Data show no signs of anticipated housing price deceleration

Written by on September 7, 2004

The Office of Federal Housing Enterprise Oversight (OFHEO) released its quarterly House Price Index last week and said the 9.36 percent jump in property values from second quarter 2003 to second quarter 2004 was the largest one-year increase ever. For the quarter, prices were up 2.21 percent, an annualized rate of 8.83 percent.

The quarterly appreciation is more than 50 percent faster than the upward revised 1.45 percent increase in the first quarter of 2004. Over the past four quarters, house price rises far exceeded gains in the prices of non-housing goods and services incorporated into the Consumer Price Index. House prices rose 9.36 percent, while the price of other goods and services rose 3.03 percent, OFHEO said.

The states gaining the most in the quarter were Nevada, Hawaii, California and Rhode Island, while the smallest increases were seen in Utah, Texas and Indiana. Unlike in previous quarters, no state saw negative growth. Most northeastern seaboard states, from Virginia upward, experienced double-digit year-over-year appreciation, with only Massachusetts at 9.79 percent the exception.

The top 10 designated Metropolitan Statistical Areas (MSAs) for price appreciation were Las Vegas, Riverside-San Bernardino, CA, Fresno, CA, Fort Pierce-Port St. Lucie, FL, Orange County, CA, Los Angeles-Long Beach, Ventura, CA, Bakersfield, CA, San Diego, and Reno, NV. The bottom five were Boulder-Longmont, CO, Provo-Orem, UT, Lafayette, IN, Elkhart-Goshen, IN and Austin-San Marcos, TX.

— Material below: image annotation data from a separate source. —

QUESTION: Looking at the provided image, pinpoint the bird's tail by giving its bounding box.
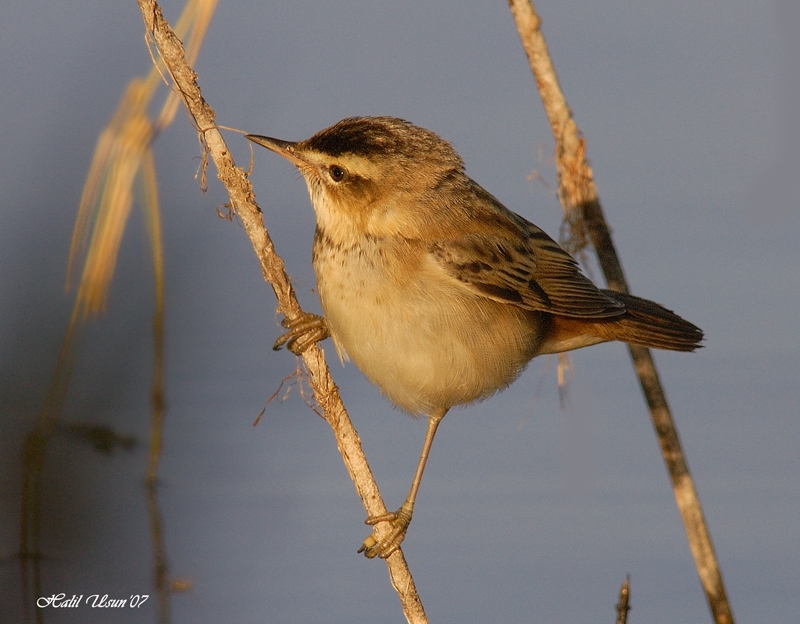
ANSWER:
[592,290,703,351]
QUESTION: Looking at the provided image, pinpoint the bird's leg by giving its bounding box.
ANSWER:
[272,312,331,355]
[358,409,447,559]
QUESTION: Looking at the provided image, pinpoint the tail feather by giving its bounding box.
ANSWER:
[593,290,703,351]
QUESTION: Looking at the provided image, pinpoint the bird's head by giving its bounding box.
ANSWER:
[247,117,466,236]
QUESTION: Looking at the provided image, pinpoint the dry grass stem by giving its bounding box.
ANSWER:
[509,0,733,624]
[134,0,427,623]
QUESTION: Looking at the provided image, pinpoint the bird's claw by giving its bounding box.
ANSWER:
[272,312,330,355]
[358,505,411,559]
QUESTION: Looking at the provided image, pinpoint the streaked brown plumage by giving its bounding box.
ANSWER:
[248,117,703,557]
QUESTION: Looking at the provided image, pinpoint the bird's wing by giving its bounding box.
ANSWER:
[428,185,625,318]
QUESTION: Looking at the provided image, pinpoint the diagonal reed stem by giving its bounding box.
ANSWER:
[137,0,427,624]
[508,0,733,624]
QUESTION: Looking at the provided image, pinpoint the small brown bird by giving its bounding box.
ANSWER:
[247,117,703,557]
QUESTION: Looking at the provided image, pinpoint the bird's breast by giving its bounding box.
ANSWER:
[314,229,546,414]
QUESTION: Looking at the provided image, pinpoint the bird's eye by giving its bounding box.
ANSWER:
[328,165,347,182]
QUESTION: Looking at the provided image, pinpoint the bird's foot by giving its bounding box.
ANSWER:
[358,504,412,559]
[272,312,331,355]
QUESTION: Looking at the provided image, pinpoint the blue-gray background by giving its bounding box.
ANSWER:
[0,0,800,623]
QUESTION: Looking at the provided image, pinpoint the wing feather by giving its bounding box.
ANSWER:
[428,179,625,318]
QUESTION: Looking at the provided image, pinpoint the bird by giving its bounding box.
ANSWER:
[246,116,703,558]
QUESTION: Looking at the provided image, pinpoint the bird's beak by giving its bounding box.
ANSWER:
[245,134,308,166]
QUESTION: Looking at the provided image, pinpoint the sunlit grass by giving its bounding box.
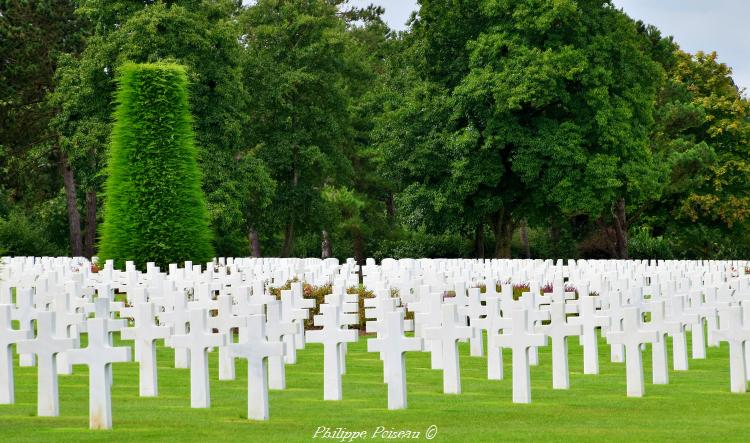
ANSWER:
[0,338,750,442]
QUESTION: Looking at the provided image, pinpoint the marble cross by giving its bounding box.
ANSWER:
[482,295,511,380]
[208,295,247,380]
[68,318,130,429]
[12,288,39,367]
[16,312,75,417]
[569,295,609,374]
[0,304,31,405]
[423,303,473,394]
[159,291,190,369]
[497,308,547,403]
[281,290,309,365]
[463,288,487,357]
[716,306,750,393]
[607,307,658,397]
[367,311,423,409]
[169,308,227,408]
[121,302,171,397]
[414,292,443,369]
[229,315,284,420]
[266,300,297,389]
[667,295,698,371]
[544,302,583,389]
[54,291,84,375]
[307,304,358,400]
[685,290,716,360]
[601,290,625,363]
[643,300,682,385]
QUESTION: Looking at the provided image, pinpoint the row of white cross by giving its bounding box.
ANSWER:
[0,258,750,429]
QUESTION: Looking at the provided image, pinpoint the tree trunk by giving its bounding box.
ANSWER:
[474,223,484,258]
[281,166,299,257]
[385,192,396,222]
[614,198,628,260]
[320,229,333,260]
[84,191,97,258]
[247,226,260,257]
[281,224,294,257]
[60,152,83,257]
[518,219,531,258]
[493,209,515,258]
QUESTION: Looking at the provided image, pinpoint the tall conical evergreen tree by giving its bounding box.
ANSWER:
[99,63,213,269]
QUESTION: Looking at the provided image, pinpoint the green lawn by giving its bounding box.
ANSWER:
[0,339,750,442]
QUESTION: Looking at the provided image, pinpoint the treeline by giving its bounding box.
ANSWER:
[0,0,750,260]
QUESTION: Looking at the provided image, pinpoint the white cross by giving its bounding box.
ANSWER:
[121,302,170,397]
[601,290,625,363]
[11,288,39,367]
[424,303,473,394]
[685,290,716,360]
[545,302,583,389]
[290,281,315,349]
[414,292,443,369]
[607,307,658,397]
[667,295,698,371]
[716,306,750,393]
[307,304,358,400]
[482,295,511,380]
[54,290,84,375]
[266,300,297,389]
[0,305,31,405]
[229,315,284,420]
[159,290,190,369]
[497,308,547,403]
[208,295,247,380]
[367,311,423,409]
[16,312,75,417]
[643,300,682,385]
[281,290,309,365]
[169,308,227,408]
[68,318,130,429]
[459,288,487,357]
[570,295,609,374]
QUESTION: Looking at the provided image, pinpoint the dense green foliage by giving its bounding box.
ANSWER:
[99,63,213,269]
[0,334,748,443]
[0,0,750,261]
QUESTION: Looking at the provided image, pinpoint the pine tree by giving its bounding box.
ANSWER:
[99,63,213,269]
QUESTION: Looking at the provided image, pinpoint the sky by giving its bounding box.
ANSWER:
[350,0,750,91]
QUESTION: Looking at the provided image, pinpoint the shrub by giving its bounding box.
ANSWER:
[628,226,674,260]
[99,63,213,269]
[0,210,65,256]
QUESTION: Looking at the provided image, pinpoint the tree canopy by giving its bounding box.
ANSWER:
[0,0,750,261]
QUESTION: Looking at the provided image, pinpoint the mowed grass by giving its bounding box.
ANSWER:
[0,337,750,442]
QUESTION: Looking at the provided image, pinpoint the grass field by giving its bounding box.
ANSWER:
[0,339,750,442]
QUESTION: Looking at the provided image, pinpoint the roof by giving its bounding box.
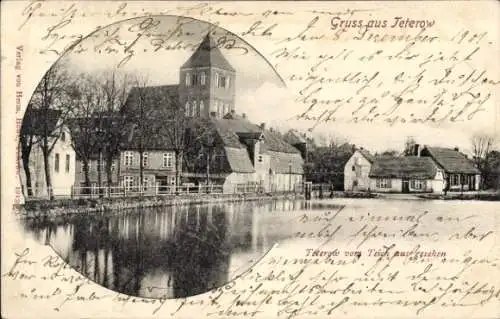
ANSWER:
[212,116,300,154]
[369,156,437,179]
[422,146,480,174]
[121,84,179,113]
[181,34,235,72]
[357,148,375,164]
[21,107,61,136]
[122,127,177,151]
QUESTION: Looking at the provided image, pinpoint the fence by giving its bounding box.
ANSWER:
[21,183,303,201]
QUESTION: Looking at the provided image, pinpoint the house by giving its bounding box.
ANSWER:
[20,107,75,198]
[344,148,375,191]
[66,112,121,194]
[120,35,306,196]
[415,144,481,191]
[368,156,444,193]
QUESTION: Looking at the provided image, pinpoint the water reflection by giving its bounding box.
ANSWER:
[25,200,308,298]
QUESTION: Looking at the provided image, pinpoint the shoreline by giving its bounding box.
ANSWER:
[18,191,378,219]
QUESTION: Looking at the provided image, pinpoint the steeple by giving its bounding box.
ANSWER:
[179,33,236,118]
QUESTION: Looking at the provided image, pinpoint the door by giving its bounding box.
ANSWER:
[403,179,410,193]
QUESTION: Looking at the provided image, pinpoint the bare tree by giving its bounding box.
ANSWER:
[471,134,495,187]
[29,62,69,199]
[19,104,39,197]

Rural areas - those outside MSAs - saw house prices grow less quickly than those in MSAs, but still faster than other consumer goods and services.

OFHEO's index is culled from data obtained from mortgages securitized by Fannie Mae and Freddie Mac, two of the entities OFHEO regulates.

"House prices may become increasingly vulnerable to potential sustained higher interest rates in the future, but that has not happened so far," said OFHEO Chief Economist Patrick Lawler. "Second quarter data do not fully reflect increases in borrowing costs in the spring of this year because of the timing lag between sales agreements or appraisals, and mortgage closings. Since then, mortgage rates have eased, however, and the prospects of substantial increases in the near future appear to have declined," Lawler said.